Sebenarnya sadar atau tidak, cetak biru penggabungan kekuatan udara Eropa sudah mulai terbentuk. Belum lama ini Belgia, Luksemburg, dan Belanda sudah menjalin kesepakatan untuk bersama-sama mengawasi udara mereka. Dalam perjanjian yang ditandatangani pada tanggal 4 Maret, akan menjadikan Angkatan Udara Belanda dan Belgia bergiliran menjaga udara dengan menyediakan dua F-16 dalam status waspada reaksi cepat mulai 2016. Dengan demikian, mereka akan menjadi negara pertama di dunia untuk masuk perjanjian timbal balik tersebut dan, tergantung pada hasil, mungkin juga membuka jalan bagi inisiatif Uni Eropa-lebar serupa di masa mendatang.
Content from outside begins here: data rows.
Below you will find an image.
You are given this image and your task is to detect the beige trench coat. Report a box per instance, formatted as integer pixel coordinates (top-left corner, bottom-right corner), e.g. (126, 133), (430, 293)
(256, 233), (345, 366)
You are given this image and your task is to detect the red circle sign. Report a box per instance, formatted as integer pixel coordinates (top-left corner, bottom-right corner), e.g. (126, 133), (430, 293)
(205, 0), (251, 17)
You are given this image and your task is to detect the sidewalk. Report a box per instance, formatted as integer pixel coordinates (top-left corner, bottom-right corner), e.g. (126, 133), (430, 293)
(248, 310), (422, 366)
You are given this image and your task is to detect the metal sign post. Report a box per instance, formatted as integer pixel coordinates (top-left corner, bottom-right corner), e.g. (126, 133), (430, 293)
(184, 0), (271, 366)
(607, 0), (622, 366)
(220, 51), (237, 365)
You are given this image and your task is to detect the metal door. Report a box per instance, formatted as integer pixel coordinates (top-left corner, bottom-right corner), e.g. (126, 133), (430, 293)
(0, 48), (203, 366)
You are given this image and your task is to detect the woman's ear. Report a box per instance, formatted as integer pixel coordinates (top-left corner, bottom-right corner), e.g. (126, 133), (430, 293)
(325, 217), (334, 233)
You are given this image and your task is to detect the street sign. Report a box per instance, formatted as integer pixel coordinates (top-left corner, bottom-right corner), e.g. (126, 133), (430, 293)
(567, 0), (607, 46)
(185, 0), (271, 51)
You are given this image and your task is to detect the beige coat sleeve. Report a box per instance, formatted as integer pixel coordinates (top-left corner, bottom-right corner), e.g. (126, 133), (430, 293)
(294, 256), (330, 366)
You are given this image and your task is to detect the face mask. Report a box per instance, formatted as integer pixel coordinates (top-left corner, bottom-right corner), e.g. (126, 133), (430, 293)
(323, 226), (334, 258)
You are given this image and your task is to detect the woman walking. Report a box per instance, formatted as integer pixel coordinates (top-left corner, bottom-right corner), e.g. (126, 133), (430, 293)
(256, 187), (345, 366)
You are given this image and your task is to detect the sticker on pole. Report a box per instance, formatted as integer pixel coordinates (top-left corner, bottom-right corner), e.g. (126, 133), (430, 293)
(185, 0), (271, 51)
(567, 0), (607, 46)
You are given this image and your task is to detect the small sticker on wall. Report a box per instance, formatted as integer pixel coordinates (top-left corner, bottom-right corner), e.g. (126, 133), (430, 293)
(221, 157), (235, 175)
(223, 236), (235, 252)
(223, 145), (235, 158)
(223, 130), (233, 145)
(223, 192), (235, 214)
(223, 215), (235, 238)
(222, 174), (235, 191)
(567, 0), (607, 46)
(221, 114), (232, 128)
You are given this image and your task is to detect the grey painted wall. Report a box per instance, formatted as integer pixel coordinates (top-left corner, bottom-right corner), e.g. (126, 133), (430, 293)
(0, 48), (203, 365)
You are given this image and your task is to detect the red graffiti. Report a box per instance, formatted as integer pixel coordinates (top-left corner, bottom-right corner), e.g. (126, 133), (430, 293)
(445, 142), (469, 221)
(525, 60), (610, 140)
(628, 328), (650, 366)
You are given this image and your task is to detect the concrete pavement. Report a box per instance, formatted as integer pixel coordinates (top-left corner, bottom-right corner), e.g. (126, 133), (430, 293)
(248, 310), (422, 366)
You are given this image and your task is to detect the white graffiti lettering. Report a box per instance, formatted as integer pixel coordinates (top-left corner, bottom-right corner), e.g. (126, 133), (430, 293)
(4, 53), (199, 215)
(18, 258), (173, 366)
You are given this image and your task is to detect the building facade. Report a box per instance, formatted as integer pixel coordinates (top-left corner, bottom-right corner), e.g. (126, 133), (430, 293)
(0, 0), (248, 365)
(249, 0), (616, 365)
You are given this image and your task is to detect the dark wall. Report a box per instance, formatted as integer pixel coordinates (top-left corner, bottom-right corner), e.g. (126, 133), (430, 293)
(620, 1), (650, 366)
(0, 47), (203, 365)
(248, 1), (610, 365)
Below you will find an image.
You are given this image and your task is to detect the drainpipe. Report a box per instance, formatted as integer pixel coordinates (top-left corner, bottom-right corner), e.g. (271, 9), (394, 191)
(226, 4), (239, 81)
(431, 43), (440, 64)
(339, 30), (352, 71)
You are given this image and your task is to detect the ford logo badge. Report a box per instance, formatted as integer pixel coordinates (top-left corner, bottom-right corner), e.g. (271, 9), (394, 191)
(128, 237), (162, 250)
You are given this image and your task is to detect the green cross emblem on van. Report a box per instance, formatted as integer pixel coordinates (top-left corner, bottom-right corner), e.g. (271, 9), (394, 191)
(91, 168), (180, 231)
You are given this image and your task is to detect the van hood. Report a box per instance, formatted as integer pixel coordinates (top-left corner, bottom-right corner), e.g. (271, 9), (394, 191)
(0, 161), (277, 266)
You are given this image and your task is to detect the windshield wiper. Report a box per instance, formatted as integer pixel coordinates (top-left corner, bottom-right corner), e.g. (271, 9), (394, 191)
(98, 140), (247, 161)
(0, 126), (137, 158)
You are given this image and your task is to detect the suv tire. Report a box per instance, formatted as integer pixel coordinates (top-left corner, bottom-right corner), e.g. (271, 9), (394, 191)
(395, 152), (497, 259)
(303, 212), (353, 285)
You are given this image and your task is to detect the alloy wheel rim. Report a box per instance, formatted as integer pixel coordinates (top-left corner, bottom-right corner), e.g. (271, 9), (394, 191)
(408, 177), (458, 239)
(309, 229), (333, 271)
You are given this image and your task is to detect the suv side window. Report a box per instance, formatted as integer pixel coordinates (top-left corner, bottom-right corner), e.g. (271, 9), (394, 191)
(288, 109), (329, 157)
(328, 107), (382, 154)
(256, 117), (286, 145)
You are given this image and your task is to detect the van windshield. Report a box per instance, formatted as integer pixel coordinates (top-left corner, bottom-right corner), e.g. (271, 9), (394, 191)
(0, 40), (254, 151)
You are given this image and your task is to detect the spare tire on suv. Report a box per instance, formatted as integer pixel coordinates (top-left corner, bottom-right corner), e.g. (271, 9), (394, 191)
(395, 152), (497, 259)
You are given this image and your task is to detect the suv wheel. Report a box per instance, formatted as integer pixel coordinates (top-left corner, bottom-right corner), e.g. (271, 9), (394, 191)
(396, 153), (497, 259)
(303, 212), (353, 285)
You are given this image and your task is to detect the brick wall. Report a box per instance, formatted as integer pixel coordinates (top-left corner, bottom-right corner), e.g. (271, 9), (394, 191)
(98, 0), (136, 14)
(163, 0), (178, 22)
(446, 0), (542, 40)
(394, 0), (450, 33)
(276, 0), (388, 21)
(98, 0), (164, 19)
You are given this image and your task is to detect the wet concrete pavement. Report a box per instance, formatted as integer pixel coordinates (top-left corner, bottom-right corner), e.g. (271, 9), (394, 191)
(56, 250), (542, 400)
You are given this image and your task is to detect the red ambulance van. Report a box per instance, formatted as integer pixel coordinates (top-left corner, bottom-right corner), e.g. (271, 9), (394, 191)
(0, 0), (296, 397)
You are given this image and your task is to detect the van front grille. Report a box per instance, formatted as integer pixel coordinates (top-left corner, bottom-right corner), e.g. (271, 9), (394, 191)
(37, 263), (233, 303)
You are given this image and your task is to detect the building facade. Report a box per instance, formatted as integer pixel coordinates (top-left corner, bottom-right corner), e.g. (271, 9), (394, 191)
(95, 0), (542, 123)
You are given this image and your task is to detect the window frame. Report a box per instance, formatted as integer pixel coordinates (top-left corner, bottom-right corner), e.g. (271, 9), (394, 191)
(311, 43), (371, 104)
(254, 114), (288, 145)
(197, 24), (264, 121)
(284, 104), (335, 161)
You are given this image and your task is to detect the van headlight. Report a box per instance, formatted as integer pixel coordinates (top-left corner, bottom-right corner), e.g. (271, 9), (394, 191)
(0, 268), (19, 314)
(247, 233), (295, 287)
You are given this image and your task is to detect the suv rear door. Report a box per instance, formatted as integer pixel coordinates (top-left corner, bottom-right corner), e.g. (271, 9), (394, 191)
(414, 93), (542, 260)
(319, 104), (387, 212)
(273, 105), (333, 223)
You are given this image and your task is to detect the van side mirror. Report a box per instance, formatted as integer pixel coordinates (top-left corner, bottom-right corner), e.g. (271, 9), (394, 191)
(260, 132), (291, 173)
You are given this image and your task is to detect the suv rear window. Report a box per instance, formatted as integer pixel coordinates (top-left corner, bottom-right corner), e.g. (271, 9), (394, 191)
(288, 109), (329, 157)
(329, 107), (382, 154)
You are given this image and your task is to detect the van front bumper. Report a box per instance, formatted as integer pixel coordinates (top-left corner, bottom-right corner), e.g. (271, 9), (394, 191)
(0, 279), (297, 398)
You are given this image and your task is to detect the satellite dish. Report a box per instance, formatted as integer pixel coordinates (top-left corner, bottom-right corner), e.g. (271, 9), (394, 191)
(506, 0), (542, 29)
Untuk membentuk kekuatan seperti itu tentu banyak hal yang harus dilalui. Paling tidak ini akan menjadi prioritas nasional dan tanggung jawab negara Uni Eropa. Jika ada menjadi reccurrence dari krisis 1982 Falklands antara Inggris dan Argentina, misalnya, diragukan bahwa salah satu lainnya 27 negara anggota lain akan didera keraguan. Karena bagaimanapun mereka juga terlibat hubungan dengan Argenita.
Di satu sisi juga ada banyak perselisihan antar-Uni Eropa sendiri dalam hal teritorial, seperti antara Spanyol dan Inggris atas Gibraltar. Isu-isu tersebut dipastikan akan mengganjal rencana koalisi besar tersebut.